The event, titled “A Conversation with Ta-Nehisi Coates,” featured a reading by the award-winning journalist and author, a conversation with Angelyn Mitchell, a Georgetown University English and African American studies professor and a question and answer session with the audience. The Georgetown University Lecture Fund, a student-run organization that brings speakers to discuss a wide variety of topics, hosted the event.

Coates also discussed his work on the script of an upcoming Superman reboot, which will feature a Black Superman, as well as his previous books “Between the World and Me” and “We Were Eight Years in Power.” 

Throughout the course of his career, Coates has worked to write truthfully and emphatically about the deep flaws in the United States he experiences as a Black man.

Ta-Nehisi Coates | Award-winning author and journalist Ta-Nehisi Coates told Georgetown community members about the power of storytelling in social justice.

Coates said that he finds community and empowerment in the tradition of Black writing, which is tied to Black liberation.

“When you are in the tradition of Black writing, you’re in a tradition of people who have always tied that feeling to the idea of liberation, when those two things can’t be separated,” Coates said at the event. “And so there’s a feeling of you’re not just writing to introduce something beautiful in the world, but you’re writing because you believe that beautiful thing. And sometimes even don’t believe that beautiful thing depending on where you are, where you sit in the tradition, but that it has some sort of impact on the liberation of a group of people who sit at one of the bottom rungs of society.”

White supremacy has been an integral part of U.S. institutions, and recent movements are an attempt to uphold that power structure, according to Coates. 

“What these people are trying to do is erect an entire safe space for white straight men in this country,” Coates said. “Education is never safe. Imagination is never safe. And if we lose the right to imagine a future, or if we ignore the fact that we’re losing the right to imagine the future, and we focus simply on preserving our main vote, we will look up and we will very quickly find that we actually have nothing to vote for.”

The Jan. 6 insurrection, which was embedded with racist and bigoted rhetoric, marked a direct assault on the U.S. democratic process. Meanwhile, in the past year, widespread political efforts attempted to ban critical race theory from U.S. classrooms. 

At the core, the legacy of slavery deeply affects all aspects of American life, which is a difficult but important message to get across to audiences, according to Coates. 

“The crime of enslavement is at the root that extends through the branch and out into the branches and into the leaves of this country, and you cannot get away from it. You think you can, you can’t,” Coates said. 

When asked about the importance of writing to express emotions, Coates said that storytelling is a way to find peace in deeply troubling, angering times.

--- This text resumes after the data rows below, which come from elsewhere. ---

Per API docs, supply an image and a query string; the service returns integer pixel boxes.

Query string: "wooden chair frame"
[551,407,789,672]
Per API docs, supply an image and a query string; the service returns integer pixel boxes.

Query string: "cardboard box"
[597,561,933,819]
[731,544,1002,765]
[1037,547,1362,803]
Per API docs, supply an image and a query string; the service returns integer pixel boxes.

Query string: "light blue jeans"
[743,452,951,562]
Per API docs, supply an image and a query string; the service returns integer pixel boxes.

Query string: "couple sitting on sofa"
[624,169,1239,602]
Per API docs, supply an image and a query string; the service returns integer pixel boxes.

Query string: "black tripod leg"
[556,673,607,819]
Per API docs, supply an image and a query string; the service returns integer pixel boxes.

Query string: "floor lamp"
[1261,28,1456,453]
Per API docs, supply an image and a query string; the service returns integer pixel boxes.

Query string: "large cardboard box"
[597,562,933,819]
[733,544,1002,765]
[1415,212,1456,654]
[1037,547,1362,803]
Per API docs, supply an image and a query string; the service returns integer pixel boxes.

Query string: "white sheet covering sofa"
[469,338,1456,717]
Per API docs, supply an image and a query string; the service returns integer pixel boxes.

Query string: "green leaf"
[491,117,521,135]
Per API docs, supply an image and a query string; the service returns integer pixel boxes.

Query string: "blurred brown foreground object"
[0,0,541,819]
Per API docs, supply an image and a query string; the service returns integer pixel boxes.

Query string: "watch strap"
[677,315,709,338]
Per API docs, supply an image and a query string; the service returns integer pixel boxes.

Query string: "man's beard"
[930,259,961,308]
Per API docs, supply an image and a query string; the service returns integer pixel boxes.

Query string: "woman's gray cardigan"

“What I’m always trying to do is channel that anger into some sort of productive thing,” Coates said, “And the thing that gives me probably most relief, or most sense of safety, or most sense of peace, is if I can explain to you in the most specific, haunting and precise way possible what I’m pissed about. And that’s really kind of all I’m trying to do in various forms.”

Coates called on the audience to find their voice and commit to working toward a more just society. 

“And I always tell people that you have to find the thing you love first and think you would be doing anyway,” said Coates, “And you got to figure out how to do that in a way that brings more justice into the world.”